Union find

The union-find, or disjoint-set, data structure is used to model a collection of non-overlapping sets of elements. The three supported operations are as follows.

  1. make_set(x)

    Adds a single element x that is a member of a new singleton set containing x.

  2. find(x)

    Finds the set that x is a part of. This function returns a representative element of that set.

  3. union(x, y)

    Merges the sets containing x and y into a single set.

Note that with our definition of find we can determine if x and y belong to the same set by comparing their representative elements, i.e. find(x) == find(y).

The union find data structure can be used to model the connected components of a graph. This is useful, for example, when implementing Kruskal’s algorithm for computing minimum spanning trees.

Linked list implementation

A straightforward implementation of the union-find data structure represents each set with a linked list of elements. The representative of a set is the head of the list. We could implement the operations as follows. Here we assume all elements are pointers to a node that have a parent, child, and head pointers pointing to the previous, next, and first elements of the list, if any.

MAKESET(x)
  create a new linked list containing x

FIND(x)
  if x has a head
    return x.head
  else
    return x

UNION(x, y)
  while x has child
    x = x.child

  rootY = FIND(Y)
  rootY.parent = x
  rootY.head = x.head

  while rootY has child
    rootY.child.head = x.head
    rootY = rootY.child

Here we use the head element of a list as its representative, and we append linked lists together to merge them.

Note that this implementation has the following runtime characteristics, where throughout \(n\) is the total number of elements being tracked.

  1. make_set(x) is \(O(1)\) time
  2. find(x) is \(O(1)\) time
  3. union(x, y) is \(O(n)\) time

If we always append the smaller list to the larger list, then performing \(m\) MAKESET, FIND, or UNION operations on \(n\) elements takes \(O(m + n \log n)\) time. This helps because we only need to update the head pointer on the smaller of the lists, and so we always have to update at most half of a set.

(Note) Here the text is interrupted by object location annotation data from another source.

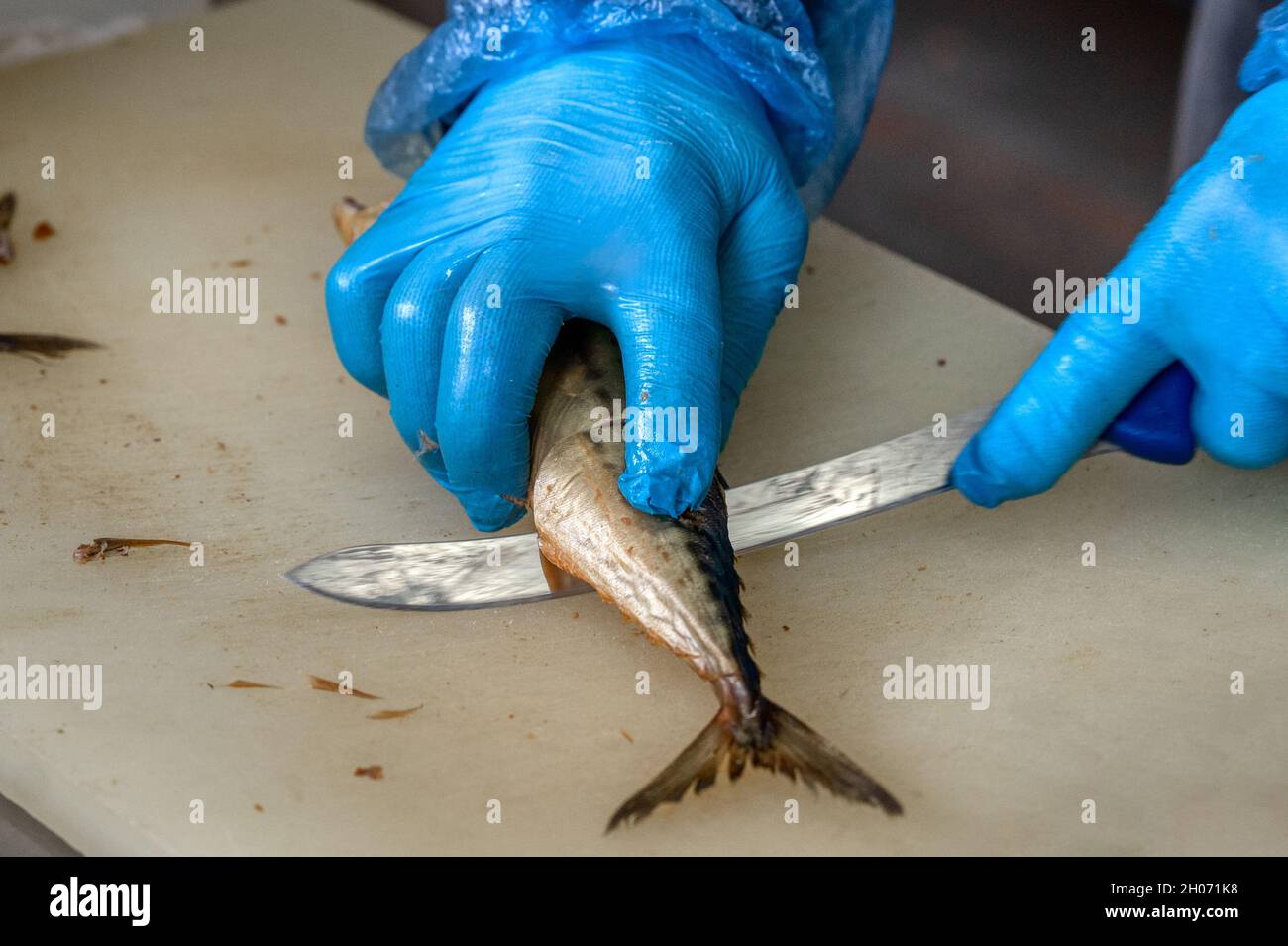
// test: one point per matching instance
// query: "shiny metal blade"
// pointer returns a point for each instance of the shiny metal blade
(493, 573)
(437, 576)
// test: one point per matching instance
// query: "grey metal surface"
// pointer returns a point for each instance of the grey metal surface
(492, 573)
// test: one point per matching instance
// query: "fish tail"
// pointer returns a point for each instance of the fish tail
(777, 742)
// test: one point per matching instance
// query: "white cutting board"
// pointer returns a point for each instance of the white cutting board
(1108, 683)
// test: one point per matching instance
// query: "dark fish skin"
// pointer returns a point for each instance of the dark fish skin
(29, 345)
(673, 577)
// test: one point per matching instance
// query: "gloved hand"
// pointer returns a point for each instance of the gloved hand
(1214, 292)
(636, 183)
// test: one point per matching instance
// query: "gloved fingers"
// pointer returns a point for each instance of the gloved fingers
(359, 286)
(497, 338)
(1239, 424)
(1090, 370)
(668, 326)
(412, 330)
(760, 255)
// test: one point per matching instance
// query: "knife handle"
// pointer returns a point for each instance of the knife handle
(1157, 424)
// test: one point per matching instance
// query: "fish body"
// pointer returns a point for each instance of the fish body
(673, 577)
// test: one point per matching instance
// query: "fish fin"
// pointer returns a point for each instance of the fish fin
(698, 765)
(785, 744)
(793, 748)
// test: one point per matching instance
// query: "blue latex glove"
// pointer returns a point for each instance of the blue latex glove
(1214, 292)
(549, 106)
(535, 203)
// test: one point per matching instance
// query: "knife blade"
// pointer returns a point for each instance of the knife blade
(509, 571)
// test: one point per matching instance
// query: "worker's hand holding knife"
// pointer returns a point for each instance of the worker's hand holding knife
(1212, 292)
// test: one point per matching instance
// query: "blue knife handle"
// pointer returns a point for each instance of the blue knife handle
(1157, 424)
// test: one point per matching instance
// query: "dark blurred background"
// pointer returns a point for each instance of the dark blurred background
(1056, 158)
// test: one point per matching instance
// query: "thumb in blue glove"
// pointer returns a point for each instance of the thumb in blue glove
(634, 183)
(1214, 292)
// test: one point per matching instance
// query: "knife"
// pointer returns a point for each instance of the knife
(510, 571)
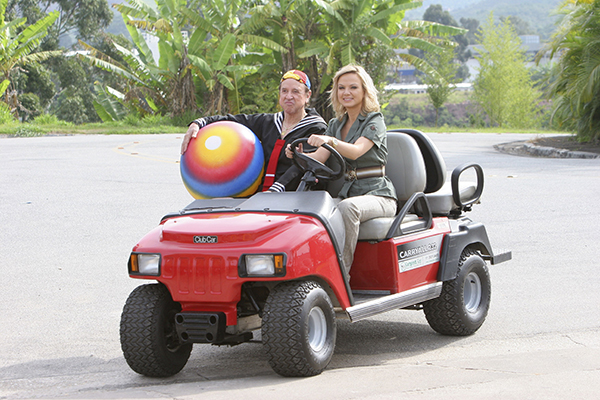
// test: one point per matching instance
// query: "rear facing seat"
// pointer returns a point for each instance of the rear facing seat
(415, 165)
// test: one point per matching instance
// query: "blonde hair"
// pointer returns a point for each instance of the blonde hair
(370, 102)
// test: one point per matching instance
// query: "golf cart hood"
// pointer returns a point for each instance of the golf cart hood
(247, 229)
(251, 220)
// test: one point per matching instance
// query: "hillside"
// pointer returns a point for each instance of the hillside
(537, 13)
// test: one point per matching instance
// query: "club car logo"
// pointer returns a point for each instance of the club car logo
(419, 254)
(205, 239)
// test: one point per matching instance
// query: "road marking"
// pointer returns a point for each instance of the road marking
(131, 149)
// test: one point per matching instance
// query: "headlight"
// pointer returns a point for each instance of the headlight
(262, 265)
(144, 264)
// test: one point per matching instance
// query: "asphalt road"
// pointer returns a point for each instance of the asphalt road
(72, 207)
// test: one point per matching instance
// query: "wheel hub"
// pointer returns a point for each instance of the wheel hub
(472, 292)
(317, 329)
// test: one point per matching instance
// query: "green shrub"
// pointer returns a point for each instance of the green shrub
(5, 114)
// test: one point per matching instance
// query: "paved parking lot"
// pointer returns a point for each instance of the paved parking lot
(72, 207)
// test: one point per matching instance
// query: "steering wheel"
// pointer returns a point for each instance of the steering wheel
(317, 168)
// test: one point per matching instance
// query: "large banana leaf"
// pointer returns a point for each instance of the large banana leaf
(224, 52)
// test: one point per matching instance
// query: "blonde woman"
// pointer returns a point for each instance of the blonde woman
(358, 133)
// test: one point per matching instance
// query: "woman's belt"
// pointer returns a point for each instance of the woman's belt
(368, 172)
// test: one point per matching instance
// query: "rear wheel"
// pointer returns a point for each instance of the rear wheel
(464, 302)
(148, 337)
(298, 329)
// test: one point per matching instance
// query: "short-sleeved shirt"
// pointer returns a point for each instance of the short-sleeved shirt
(372, 127)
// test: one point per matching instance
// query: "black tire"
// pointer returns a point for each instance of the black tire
(464, 303)
(148, 337)
(299, 329)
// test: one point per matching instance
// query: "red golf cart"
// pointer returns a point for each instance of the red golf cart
(227, 267)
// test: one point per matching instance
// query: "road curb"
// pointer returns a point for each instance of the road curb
(525, 148)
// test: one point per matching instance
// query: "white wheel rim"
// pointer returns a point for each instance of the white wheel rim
(317, 329)
(472, 292)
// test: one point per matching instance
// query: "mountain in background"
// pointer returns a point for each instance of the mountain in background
(537, 13)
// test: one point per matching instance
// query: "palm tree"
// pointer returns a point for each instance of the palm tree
(575, 79)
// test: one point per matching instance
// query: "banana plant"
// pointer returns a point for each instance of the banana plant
(20, 47)
(217, 46)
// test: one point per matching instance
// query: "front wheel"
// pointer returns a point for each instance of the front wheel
(148, 337)
(298, 329)
(464, 302)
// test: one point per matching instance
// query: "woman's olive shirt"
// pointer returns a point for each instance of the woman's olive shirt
(372, 127)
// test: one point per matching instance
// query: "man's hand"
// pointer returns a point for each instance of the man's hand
(192, 131)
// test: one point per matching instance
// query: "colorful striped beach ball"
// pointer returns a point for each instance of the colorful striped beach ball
(224, 160)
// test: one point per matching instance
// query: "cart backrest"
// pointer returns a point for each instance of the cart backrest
(405, 166)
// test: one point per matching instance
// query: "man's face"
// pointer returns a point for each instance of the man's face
(293, 96)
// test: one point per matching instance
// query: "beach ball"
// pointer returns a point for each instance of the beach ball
(224, 160)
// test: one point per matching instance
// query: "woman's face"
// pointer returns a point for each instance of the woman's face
(350, 92)
(293, 96)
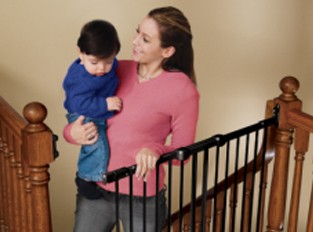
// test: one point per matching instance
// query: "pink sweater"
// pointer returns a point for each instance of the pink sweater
(151, 111)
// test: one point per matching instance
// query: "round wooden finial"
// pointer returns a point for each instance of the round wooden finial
(35, 113)
(289, 85)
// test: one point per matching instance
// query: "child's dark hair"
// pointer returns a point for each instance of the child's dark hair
(99, 38)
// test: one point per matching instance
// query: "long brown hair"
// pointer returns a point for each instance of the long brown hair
(175, 31)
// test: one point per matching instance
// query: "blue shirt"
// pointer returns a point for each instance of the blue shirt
(86, 94)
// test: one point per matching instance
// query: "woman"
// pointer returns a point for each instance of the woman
(159, 99)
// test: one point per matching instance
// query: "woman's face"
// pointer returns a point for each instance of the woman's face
(146, 44)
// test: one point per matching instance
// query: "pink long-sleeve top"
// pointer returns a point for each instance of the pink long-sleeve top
(152, 110)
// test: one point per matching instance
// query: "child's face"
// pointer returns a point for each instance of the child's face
(95, 66)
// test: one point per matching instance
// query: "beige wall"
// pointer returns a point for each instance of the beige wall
(242, 49)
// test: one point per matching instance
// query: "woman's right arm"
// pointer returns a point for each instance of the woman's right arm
(80, 133)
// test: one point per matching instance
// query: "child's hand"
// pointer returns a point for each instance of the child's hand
(114, 103)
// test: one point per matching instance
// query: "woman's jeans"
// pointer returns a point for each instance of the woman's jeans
(93, 159)
(99, 215)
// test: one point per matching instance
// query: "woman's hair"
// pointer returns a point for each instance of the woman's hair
(175, 31)
(99, 38)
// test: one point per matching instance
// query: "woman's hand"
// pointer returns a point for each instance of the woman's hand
(114, 103)
(84, 134)
(146, 161)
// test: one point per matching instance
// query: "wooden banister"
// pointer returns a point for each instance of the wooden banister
(26, 150)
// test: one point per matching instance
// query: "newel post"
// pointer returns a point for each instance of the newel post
(283, 140)
(37, 146)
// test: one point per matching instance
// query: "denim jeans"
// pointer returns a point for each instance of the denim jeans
(93, 159)
(99, 215)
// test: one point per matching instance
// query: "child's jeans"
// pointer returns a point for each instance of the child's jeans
(93, 159)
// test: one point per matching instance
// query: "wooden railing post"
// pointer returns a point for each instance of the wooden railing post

Disjoint forests structure

We can improve the runtime by using a more interesting data structure, along with some optimizations. We now represent each set as a rooted tree. The representative of a set is the root of the tree. MAKESET is implemented by creating a tree with a single root node. FIND returns the root of the tree, found by traversing the tree upwards until a node is found with no parent. UNION is implemented by attaching the root of one tree as the child of the root of another.

Union by rank

The first optimization is similar to the one we employed with linked lists, i.e. always appending to the larger list. Here we always merge the smaller tree into the larger tree. Note that this increases the depth of the tree being merged into only if the height of the two trees were equal beforehand. Both UNION and FIND can be implemented in \(O(\log n)\) time with this optimization.

Path compression

In path compression, whenever we traverse the tree for a FIND operation we attach all nodes traversed in getting to the root directly to the root; this maintains the validity of the structure, since the root is the representative for all these nodes. The intuition is that any subsequent calls to FIND on the same node or any recursive parent of the node will be faster.

With both union-by-rank and path compression, the amortized time per FIND or UNION operation is \(O(\alpha(n))\), where \(\alpha(n)\) is defined as the inverse of \(A(n, n)\), where

\[\begin{split}A(m, n) = \begin{cases} n + 1, & m = 0 \\ A(m - 1, 1), & n = 0 \\ A(m - 1, A(m, n - 1)), & \text{otherwise} \end{cases}\end{split}\]

is the Ackermann function. It can be safely assumed that \(\alpha(n) \le 5\) for any real-world inputs, since the Ackermann function is increasing in each of its arguments and \(A(4, 4) = 2^{2^{2^{65536}}} - 3\).